Fall is magical. The sky is blue, the sun is bright, the leaves are changing, bonfires are blazing, and the air is cool (although not cold yet). Fall is that special season when school starts again, but when it lets out each day everyone flocks to the outdoors to soak up Mother Nature’s love. At least, that’s how I remember fall being when I was younger. These days, it seems that even as the weather remains comfortable, people are staying inside. Whether it’s to knock out a few levels of a video game or catch up on or binge-watch a TV show, many of our favorite activities are indoors. Fall just doesn’t feel quite as synonymous with the outdoors as it used to. Our modern technological world often seems at odds with spending time outside, as our charging cords only reach so far and our screen brightness just can’t compete with the shine of the sun. However, using a smartphone can help us get acquainted with our local wildlife.

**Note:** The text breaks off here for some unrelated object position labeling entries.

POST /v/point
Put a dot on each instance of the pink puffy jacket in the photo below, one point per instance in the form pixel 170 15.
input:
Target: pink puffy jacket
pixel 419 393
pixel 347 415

So when you find yourself wrestling with your family members to put down their screens and get outside, you might be asking yourself, “What is so good about getting outside anyway?” Our environment not only provides us with food, raw materials, and medicine, but experiencing nature and its diversity has been found to have positive impacts for us such as improving physical health from increased activity and reducing our exposure to pollution. Spending time in nature can also give us mental health benefits such as feelings of calmness and happiness, increased creativity through inspiration, and personal growth through reflection and connectedness with nature.

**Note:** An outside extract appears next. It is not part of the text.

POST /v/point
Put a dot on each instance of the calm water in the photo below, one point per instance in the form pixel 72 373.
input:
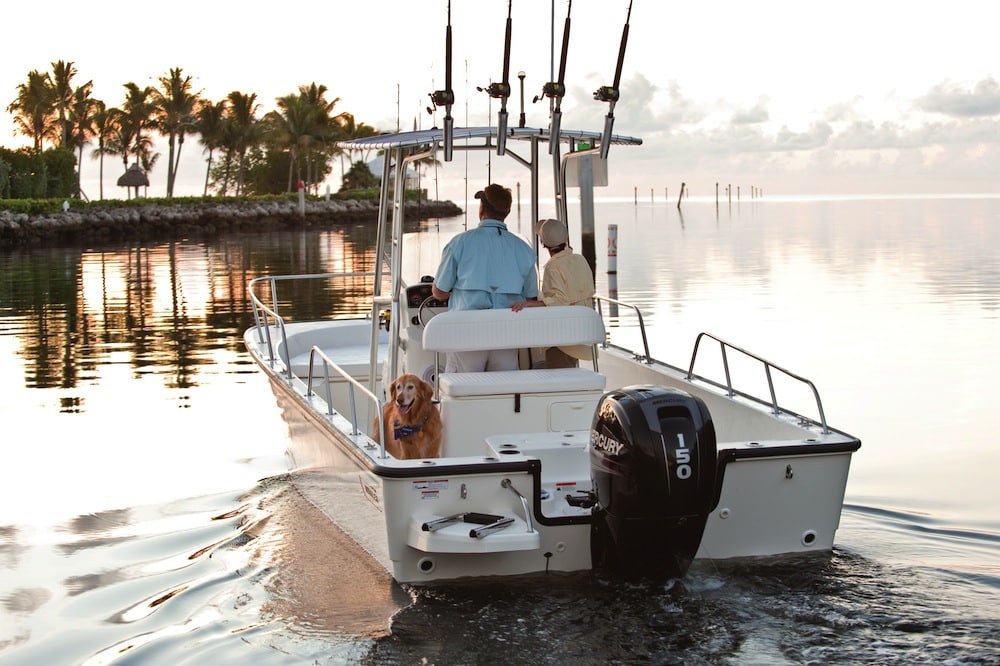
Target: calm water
pixel 146 515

With urbanization and the increasing presence of technology in our lives, we can still strengthen our awareness and knowledge of local birds and our connection with nature (and maybe even with some of our neighbors once we get outside) through the use of technology via smartphone apps. Using a smartphone and mobile apps for learning bird species gives you access to pictures, videos, and audio to identify them. I use two apps myself to identify birds, the Merlin Bird ID and Audubon Bird Guide, which are free to download and are available for both Apple and Android phones. Each one generates a list of possible bird species based on the information you enter, and in my own experience using these apps I found that both showed the correct bird species as the #1 suggestion the majority of the time. Even when we might not be all too familiar with the birds and nature we see outside our windows, we can have the technology right at our fingertips to get to know our local wildlife a bit better.

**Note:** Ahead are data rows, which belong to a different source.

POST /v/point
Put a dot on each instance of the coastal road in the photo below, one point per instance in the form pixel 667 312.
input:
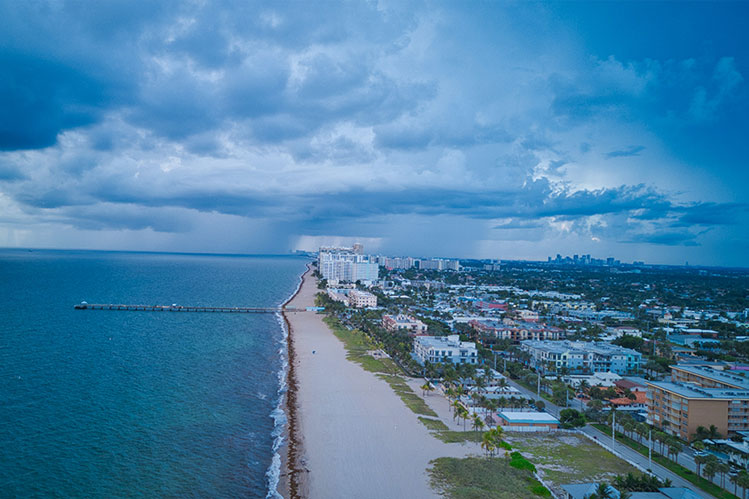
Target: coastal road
pixel 642 461
pixel 685 459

With time spent in nature showing a wealth of positive outcomes towards human life, we might ask ourselves what interactions can lead to a better connection with nature and perhaps how we can incorporate technology into the experience. Studies have shown that communities felt more satisfied with the well-being of their neighborhoods in relation to the number and variety of bird species around, as well as in relation to the number of species they knew. Birdwatching has become a popular leisure activity, and increases in birdwatching have been suggested to be a result of people’s growing concern for the environment and the expansion of urbanization. As our populations shift more towards cities, keeping an eye out for birds flitting by can be an impactful way to remain connected to nature. So remember this fall when you’re asking yourself “How can I get my family outside and experiencing nature?” like the saying goes, there is an app for that.